Will GOP Senators Acknowledge the Fiscal Sense of Livable Communities?
Last week, the Livable Communities Act cleared the Senate Banking Committee, a milestone for legislation that would fund local efforts to plan for growth while curbing sprawl. But the 12-10 party line vote raised the prospect that the bill might also encounter unified Republican opposition in the full Senate, where the threat of a filibuster has become the norm.
One GOP senator’s "no" vote seemed especially incongruous — Utah’s Bob Bennett. The vast majority of the people whom Bennett represents live in the region centered around Salt Lake City, which has made significant strides in recent years to coordinate housing development and transit investments — exactly the sort of initiatives that the Livable Communities Act would reward.
“There are many, many things in this legislation that I strongly support," Bennett said during the subcommittee vote, before explaining why he would not support the bill. “There are things in this legislation that… would get in the way of what we are already doing in our state. So I will reluctantly vote against it.”
The remarks provoked some head scratching from advocates familiar with the regional planning efforts underway in Bennett’s home state.
“I can’t imagine why he would say that,” said Kate Rube, policy director at Smart Growth America. "You would think a state like Utah would really stand to benefit from that bill."
“I’m not sure what he was referring to,” said Alan Matheson, executive director of Envision Utah, a non-profit that advises municipalities
on smart growth strategies. The group’s planning
work focuses on coordinating transportation and housing policies while preserving
open space.
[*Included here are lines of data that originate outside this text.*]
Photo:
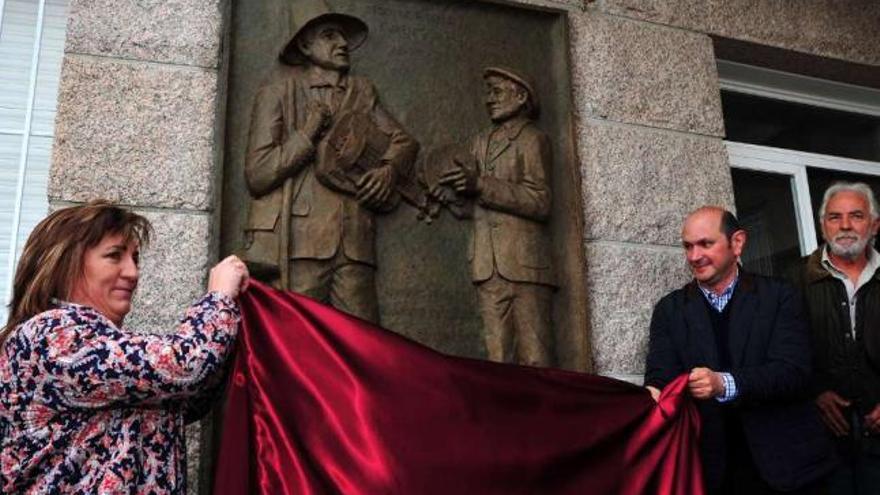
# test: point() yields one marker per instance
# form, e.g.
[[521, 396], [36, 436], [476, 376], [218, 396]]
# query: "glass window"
[[765, 207], [32, 36], [793, 126]]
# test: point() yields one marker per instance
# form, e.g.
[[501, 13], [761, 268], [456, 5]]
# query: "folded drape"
[[323, 403]]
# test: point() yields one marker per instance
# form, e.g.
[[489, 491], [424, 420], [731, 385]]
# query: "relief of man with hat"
[[507, 174], [304, 232]]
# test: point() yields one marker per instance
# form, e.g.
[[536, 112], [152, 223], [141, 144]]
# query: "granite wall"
[[141, 121]]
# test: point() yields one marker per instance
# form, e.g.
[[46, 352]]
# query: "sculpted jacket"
[[323, 220], [770, 362], [510, 221]]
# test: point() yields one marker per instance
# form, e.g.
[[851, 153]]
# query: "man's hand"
[[465, 180], [317, 120], [704, 383], [376, 186], [831, 410]]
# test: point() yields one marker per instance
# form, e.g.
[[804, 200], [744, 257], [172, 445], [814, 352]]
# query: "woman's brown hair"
[[52, 259]]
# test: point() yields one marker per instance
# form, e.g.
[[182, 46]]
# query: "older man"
[[743, 340], [842, 288], [311, 226]]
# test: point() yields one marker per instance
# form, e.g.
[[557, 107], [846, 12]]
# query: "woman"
[[86, 405]]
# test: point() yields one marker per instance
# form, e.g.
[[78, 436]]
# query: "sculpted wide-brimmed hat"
[[306, 13], [520, 79]]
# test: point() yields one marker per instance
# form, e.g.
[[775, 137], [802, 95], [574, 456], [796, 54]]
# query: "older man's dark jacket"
[[846, 365], [770, 362]]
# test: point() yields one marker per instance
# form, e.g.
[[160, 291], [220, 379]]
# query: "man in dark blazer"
[[743, 340]]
In the past, Matheson said, Bennett “has been a great supporter of the collaborative approaches we have taken in Utah.”
The Livable Communities Act, which would disburse competitive grants to communities of all sizes to both plan and build projects that reduce car-dependence and provide better access to transit, would stand to benefit the planning work that Envision Utah has facilitated. "If there was a way to supplement local funding, it would enable us to go beyond regular planning efforts to go to important implementation work," Matheson said.
Bennett’s office had no further comment as of yesterday afternoon.
Conservatives like Bennett may look at the bill and frown on the $4 billion in federal grants that it would distribute. “One could be in favor of high-density neighborhoods with transit, but it’s another thing to say the federal government should be pushing that,” said Mark Calabria, director of financial regulation studies at the Cato Institute, a libertarian think tank.
But the bill creates incentives, not mandates, and it has strong backing from local governments who need the resources to plan for more sustainable growth. Only communities who apply for grants and meet funding requirements will get money, said Daria Daniel, associate legislative director for the National Association of Counties, a strong supporter of the bill.
“Some states have passed their own sustainability efforts,” Daniel said. "This would not usurp what state or local governments have already done."
If politicians are concerned about new spending, she added, not investing in sustainable communities will cost more in the long run than the grants in the Senate bill. The example of Envision Utah is again instructive: The organization built public support for a transit-centered growth strategy by showing how typically sprawling growth patterns would exert a much higher toll in the long run.
“It could cost you more in the future not to plan for the future,” Daniel said.
The Senate bill now awaits a vote on the floor; the corresponding House bill has yet to pass a committee vote. In his remarks at the Senate committee hearing, Bennett said he would be open to continuing discussions on the bill.